AN AVERAGE-BASED APPROACH FOR INITIAL CENTROID SELECTION IN K-MEANS ALGORITHM.
ABSTRACT: The underlying research work was focused on one of the standard k-means issue of initial centroid selection. An average based approach was used for avoiding random cluster initialization. The experiments of this study showed that the results obtained with proposed method were better and consistent. It was concluded that the proposed method had less classification error, reduced total number of iterations and took less execution time than random initialization method.
Key words: Data clustering, Partitioned-based clustering algorithms, K-means, Initial centroids.
Development in sensing and storage technology and significant progress in programs like internet search, video surveillance and digital imaging have increased data sets not only in volume but also in dimensions. In addition to progress in the volume of data, the diversity of data has also increased.

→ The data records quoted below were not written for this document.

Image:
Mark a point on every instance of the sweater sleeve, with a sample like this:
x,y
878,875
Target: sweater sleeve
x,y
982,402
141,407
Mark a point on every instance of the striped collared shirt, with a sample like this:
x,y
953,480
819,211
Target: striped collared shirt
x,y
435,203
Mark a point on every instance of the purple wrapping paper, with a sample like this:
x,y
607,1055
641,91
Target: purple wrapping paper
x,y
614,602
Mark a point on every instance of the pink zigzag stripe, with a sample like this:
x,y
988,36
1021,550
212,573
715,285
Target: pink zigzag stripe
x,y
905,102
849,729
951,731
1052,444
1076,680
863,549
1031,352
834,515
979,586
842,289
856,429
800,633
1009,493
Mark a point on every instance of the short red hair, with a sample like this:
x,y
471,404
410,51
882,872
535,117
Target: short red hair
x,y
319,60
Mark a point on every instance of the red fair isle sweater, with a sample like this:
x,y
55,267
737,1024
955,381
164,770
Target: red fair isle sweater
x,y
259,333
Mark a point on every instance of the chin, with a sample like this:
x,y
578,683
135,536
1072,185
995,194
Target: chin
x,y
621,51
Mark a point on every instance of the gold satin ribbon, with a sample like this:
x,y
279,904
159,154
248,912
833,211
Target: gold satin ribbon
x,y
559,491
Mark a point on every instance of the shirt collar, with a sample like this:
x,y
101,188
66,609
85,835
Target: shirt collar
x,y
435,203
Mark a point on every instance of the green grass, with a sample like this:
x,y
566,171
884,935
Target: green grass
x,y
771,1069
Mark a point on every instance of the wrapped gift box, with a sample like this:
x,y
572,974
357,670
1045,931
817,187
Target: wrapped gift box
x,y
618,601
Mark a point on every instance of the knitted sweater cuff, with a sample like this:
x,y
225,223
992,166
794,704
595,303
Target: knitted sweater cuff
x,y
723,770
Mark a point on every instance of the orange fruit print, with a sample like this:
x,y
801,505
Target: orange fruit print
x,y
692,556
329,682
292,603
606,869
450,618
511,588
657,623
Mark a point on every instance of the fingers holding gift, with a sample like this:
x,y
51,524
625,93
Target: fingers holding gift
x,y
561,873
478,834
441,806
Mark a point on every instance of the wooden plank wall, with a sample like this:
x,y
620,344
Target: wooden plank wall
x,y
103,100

This growth in both the size and diversity of data entails development in methods to automatically recognize procedure and precise the data (Jain, 2010).
Data clustering is a data mining and data analysis method, that produces refined views to the in-built structure of a data set by separating it into a number of disjoints or overlapping classes. Many researchers have addressed the clustering problem in many disciplines which reflects its extensive demand and effectiveness as one of the steps in exploratory data analysis (Velusamy et al., 2014).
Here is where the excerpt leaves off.